Certo è che l’olio di oliva è anche uno dei prodotti alimentari che più risente dei rincari. Nel carrello della spesa dei consumatori, ha prezzi sempre più alti. Secondo i dati dell’Unione Nazionale Consumatori di settembre, l’olio di oliva si pone al primo posto dei rincari dei prodotti alimentari su base annuale: più 42% rispetto a settembre 2022. Rispetto al mese precedente, segna un aumento del +3,8%.
Assitol: “Prodotto premium che contribuisce alla salute”
Il timore diffuso è che i consumatori si allontanino dall’olio extravergine di olio. L’industria chiede allora di ripensare il posizionamento a scaffale e di vedere l’olio come “prodotto premium che contribuisce in modo determinante alla salute degli italiani”.
La proposta arriva da Assitol, l’Associazione Italiana dell’Industria olearia, che vede nelle criticità del momento l’opportunità per riconoscere il valore dell’olio extra vergine di oliva.
«Lo scenario che abbiamo di fronte è, anche per la prossima campagna, estremamente complicato – ha spiegato Anna Cane, presidente del gruppo olio d’oliva dell’Associazione – la riduzione delle quantità di olio e l’aumento delle quotazioni, all’interno di uno scenario di inflazione e incertezza economica, fanno temere che i consumatori si allontanino da questo prodotto che, al contrario, da decenni occupa stabilmente il posto d’onore sulle nostre tavole. Ma è davvero soltanto un problema di costi oppure è ora di cambiare il nostro modo di considerare l’extra vergine?».

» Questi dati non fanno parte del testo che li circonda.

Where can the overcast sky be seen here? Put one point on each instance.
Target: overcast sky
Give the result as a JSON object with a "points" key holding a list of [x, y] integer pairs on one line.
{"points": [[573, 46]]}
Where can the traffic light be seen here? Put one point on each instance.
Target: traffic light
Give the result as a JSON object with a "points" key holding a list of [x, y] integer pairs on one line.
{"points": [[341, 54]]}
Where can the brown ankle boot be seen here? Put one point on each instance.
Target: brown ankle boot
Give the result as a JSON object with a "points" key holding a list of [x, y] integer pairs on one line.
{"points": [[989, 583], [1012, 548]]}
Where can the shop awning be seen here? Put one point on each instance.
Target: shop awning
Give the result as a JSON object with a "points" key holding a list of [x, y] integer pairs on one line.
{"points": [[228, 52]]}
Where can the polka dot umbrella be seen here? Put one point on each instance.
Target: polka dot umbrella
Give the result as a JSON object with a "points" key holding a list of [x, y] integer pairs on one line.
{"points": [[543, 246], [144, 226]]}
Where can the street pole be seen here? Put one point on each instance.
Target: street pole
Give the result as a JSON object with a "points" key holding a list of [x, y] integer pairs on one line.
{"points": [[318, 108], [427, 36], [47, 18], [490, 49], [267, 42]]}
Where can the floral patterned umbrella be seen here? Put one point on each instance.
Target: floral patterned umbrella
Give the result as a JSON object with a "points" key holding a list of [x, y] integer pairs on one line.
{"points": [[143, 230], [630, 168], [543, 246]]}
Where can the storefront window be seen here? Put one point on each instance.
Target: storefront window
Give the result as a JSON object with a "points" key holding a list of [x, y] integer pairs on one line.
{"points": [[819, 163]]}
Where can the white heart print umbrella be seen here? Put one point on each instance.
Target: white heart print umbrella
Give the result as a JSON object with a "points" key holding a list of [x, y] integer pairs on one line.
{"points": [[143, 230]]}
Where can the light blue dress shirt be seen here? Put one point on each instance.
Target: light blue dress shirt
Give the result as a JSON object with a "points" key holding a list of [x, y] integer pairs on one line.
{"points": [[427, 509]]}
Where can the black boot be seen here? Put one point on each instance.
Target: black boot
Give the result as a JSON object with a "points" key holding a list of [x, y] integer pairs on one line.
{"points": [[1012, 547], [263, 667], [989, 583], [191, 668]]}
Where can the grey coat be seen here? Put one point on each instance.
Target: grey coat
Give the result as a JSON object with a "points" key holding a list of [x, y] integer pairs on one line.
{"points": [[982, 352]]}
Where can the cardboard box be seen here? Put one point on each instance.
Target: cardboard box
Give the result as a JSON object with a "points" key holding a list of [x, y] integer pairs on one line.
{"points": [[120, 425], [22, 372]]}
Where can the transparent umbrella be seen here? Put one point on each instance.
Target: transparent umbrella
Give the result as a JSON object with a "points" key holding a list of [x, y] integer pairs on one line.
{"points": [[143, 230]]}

L’olio di oliva non va insomma visto come un semplice condimento; bisogna guardare ai benefici nutrizionali e salutistici e al suo ruolo nella dieta mediterranea. Aggiunge la presidente del gruppo olio di Assitol: «Proprio perché ‘rende’ di più, in termini di gusto e benessere, e quindi vale di più, dobbiamo cambiare il nostro approccio. Questo alimento, vittima da tempo delle vendite sottocosto, finora è stato pagato troppo poco. Per anni la filiera ha lavorato ai limiti della sostenibilità economica ed ha visto i suoi margini compressi verso il basso. Non possiamo continuare a trattarlo da commodity. Al contrario questo è il momento adatto per marcare la sua differenza rispetto ad altri grassi e condimenti».
«Comprendiamo i consumatori alle prese con il caro-vita – assicura Anna Cane – ma come hanno rilevato di recente importanti rappresentanti del mondo medico e della ricerca, mangiare peggio per risparmiare significa spendere di più in futuro per riparare ai danni della scorretta alimentazione».